Depois, em dois tempos, comem o conduto e mastigam o pão que na balsa trouxeram. Vão armar umas quantas ratoeiras à passarada que os segue gulosa pela bicharada que desenterram ou pela semente que antes lançaram.
Tá na hora. Tiram as cevadeiras às bestas. Destapam-nas puxando os panais que as cobrem. Os seus corpos fumegam uns instantes e na pelagem mostram sinais de arrepios.Outra vez os cabrestos,os malhins, as cangas, as boleias, as tiradoiras, as charruas, o chicote e o puxo, rego abaixo, rego a cima.
Depois de milhentas caminhadas paralelas, com a tencharia temperada por mãos sábias, chega ao fim a jornada grande apesar da jorna ser pequena.
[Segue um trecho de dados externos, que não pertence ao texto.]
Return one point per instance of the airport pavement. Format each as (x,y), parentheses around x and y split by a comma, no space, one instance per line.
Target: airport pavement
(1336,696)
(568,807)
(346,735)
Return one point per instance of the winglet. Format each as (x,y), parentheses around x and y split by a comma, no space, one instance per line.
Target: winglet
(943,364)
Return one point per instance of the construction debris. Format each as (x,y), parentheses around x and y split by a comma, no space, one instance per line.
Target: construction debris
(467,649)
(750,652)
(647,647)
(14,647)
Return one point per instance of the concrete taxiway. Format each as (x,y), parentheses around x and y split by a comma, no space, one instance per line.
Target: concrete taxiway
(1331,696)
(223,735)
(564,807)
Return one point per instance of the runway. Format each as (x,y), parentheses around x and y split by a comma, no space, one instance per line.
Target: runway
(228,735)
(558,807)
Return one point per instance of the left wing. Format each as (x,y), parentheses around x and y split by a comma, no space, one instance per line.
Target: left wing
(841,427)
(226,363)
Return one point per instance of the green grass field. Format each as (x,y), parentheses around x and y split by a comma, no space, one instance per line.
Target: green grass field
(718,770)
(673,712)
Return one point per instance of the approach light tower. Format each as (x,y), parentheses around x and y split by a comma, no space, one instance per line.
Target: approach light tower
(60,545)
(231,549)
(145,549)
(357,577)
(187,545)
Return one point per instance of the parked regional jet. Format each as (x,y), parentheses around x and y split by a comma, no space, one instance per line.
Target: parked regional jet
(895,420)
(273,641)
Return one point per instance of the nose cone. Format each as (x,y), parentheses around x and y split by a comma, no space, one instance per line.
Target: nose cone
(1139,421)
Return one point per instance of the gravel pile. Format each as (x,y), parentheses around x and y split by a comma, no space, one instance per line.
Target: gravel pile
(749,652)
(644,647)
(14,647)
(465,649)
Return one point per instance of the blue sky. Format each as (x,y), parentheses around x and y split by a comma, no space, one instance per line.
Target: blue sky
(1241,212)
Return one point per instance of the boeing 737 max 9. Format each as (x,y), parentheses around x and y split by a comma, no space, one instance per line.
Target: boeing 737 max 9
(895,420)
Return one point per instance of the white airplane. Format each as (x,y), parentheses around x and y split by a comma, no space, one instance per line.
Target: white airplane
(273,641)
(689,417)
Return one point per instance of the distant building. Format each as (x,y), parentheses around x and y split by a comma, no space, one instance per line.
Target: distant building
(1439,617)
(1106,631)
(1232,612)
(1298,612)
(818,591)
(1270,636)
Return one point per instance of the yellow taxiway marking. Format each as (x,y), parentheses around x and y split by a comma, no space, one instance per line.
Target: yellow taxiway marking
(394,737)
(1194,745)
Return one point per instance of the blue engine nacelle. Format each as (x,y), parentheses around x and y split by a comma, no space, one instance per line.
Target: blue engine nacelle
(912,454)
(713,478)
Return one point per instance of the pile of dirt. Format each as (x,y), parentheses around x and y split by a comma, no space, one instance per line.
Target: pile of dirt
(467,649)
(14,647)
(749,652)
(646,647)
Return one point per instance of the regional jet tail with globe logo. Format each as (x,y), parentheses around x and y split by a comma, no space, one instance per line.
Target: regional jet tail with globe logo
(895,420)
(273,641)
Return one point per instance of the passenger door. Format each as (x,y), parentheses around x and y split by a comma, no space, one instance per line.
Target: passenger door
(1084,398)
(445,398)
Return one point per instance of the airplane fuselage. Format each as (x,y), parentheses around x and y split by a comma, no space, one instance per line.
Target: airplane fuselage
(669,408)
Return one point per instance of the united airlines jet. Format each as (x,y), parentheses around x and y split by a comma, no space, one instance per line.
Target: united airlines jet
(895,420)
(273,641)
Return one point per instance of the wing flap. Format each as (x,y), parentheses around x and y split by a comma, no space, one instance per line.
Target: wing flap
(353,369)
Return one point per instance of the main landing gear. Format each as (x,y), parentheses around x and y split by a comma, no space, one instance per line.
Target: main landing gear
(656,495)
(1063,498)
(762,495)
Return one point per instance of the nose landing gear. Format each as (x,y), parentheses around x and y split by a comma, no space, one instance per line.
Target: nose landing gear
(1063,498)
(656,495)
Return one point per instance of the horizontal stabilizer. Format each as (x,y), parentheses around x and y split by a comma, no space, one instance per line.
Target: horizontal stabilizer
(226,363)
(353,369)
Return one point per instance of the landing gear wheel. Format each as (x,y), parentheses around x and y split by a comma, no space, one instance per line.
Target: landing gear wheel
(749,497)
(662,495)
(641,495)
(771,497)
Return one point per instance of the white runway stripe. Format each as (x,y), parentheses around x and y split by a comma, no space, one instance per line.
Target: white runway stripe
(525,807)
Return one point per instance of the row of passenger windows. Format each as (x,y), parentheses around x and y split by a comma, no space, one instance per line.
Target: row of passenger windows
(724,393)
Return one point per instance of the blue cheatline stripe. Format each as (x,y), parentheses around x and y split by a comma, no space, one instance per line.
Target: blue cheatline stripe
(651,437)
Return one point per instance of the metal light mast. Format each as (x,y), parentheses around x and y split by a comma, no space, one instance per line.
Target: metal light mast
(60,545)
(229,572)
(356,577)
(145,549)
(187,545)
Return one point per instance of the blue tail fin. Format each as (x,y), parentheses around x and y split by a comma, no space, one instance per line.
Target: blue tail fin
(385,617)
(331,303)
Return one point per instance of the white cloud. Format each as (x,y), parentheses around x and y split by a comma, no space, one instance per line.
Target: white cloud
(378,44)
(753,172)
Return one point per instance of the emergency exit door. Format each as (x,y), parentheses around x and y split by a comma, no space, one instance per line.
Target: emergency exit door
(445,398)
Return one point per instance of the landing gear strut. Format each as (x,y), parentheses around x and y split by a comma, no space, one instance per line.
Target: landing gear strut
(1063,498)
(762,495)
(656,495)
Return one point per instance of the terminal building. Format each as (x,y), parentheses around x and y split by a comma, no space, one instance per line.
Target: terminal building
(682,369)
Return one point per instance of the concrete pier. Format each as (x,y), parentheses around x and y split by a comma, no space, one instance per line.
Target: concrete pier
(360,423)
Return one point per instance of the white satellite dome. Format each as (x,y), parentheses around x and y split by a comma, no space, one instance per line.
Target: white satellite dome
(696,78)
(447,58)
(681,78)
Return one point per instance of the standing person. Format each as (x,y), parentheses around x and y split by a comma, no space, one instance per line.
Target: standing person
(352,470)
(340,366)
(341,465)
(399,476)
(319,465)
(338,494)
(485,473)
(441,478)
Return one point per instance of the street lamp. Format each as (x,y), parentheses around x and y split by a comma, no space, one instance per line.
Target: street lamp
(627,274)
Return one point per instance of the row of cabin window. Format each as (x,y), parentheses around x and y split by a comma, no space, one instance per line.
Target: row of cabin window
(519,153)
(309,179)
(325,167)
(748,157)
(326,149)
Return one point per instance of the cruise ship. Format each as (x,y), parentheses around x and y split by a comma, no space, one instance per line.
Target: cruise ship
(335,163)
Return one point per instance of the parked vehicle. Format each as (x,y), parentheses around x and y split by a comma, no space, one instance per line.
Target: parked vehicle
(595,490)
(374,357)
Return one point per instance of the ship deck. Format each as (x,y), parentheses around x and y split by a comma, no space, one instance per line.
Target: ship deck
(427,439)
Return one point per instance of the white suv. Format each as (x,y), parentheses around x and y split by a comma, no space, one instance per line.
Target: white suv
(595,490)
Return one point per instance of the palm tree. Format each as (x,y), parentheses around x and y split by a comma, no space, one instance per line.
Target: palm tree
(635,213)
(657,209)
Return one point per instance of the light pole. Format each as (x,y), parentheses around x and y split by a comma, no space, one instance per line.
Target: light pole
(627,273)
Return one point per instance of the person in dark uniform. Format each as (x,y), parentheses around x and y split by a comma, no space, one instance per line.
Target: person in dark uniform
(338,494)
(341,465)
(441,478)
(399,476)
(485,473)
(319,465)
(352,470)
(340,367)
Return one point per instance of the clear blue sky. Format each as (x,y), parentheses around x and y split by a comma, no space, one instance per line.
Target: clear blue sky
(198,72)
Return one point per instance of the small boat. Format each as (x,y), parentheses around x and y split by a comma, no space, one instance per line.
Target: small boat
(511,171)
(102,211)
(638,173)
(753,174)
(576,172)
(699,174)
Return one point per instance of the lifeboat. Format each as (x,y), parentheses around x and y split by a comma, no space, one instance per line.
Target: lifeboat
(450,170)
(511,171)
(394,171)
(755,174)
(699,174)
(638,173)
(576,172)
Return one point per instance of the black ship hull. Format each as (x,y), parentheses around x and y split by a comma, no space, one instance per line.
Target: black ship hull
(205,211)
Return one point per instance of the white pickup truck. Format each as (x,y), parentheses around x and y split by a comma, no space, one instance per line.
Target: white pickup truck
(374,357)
Soltam-se as parelhas das charruas para se prenderem nos carros. Antes de se meterem a caminho do monte, os homens esgueiram-se para recolher as ratoeiras e arrecadam os passarinhos incautos que nelas caíram picando os baguinhos de cevada ou nos bichos barris feitos isco. Das asas de uma cotovia arrancam três penas para fazerem um atado com os cagões, as arvelas , as patinhas e os outros mais que metem na balsa.
Já é sol postinho quando chegam ao monte, já é noite cerrada quando chegam a casa.
Antes da ceia, repetem os cuidados para secar a farpela. Da balsa retiram depois os passarinhos que depenam , abrem e limpam do que não presta . Põem-lhes dentro umas pedrinhas de sal e colocam-nos a num recocão feito no borralho. O cheiro do chamusco das penas e o do assado, atraem os filhos que largam a brinca. Encavalitados nos joelhos dos pais, tarrincam e saboreiam aqueles mimos e com pouco mais, vão a seguir para a cama.
Os corpos vinham dormentes e dormentes já vão, na alvorada, a caminho do monte.
O vento está barbeirinho. À beira dos caminhos e ao redor da vista , a geada branqueja e já há-de ser tarde quando ela se sumir das umbrias.
Vão ainda bem longe mas o rafeiro do monte já deu rumor.Também lá, ainda ao lusco fusco, a vida tinha deitado a preguiça da cama para fora. um governo que não tem fim para se fazer, todos os dias, com o mesmo cuidado.
E hoje, como ontem e como amanhã, porque estamos em maré de sementeira, quer chova quer vente, o dia é passado rego abaixo, rego acima debruçados sobre a rabiça de uma charrua que em linhas direitas vai escrevendo os segredos do sabor do pão.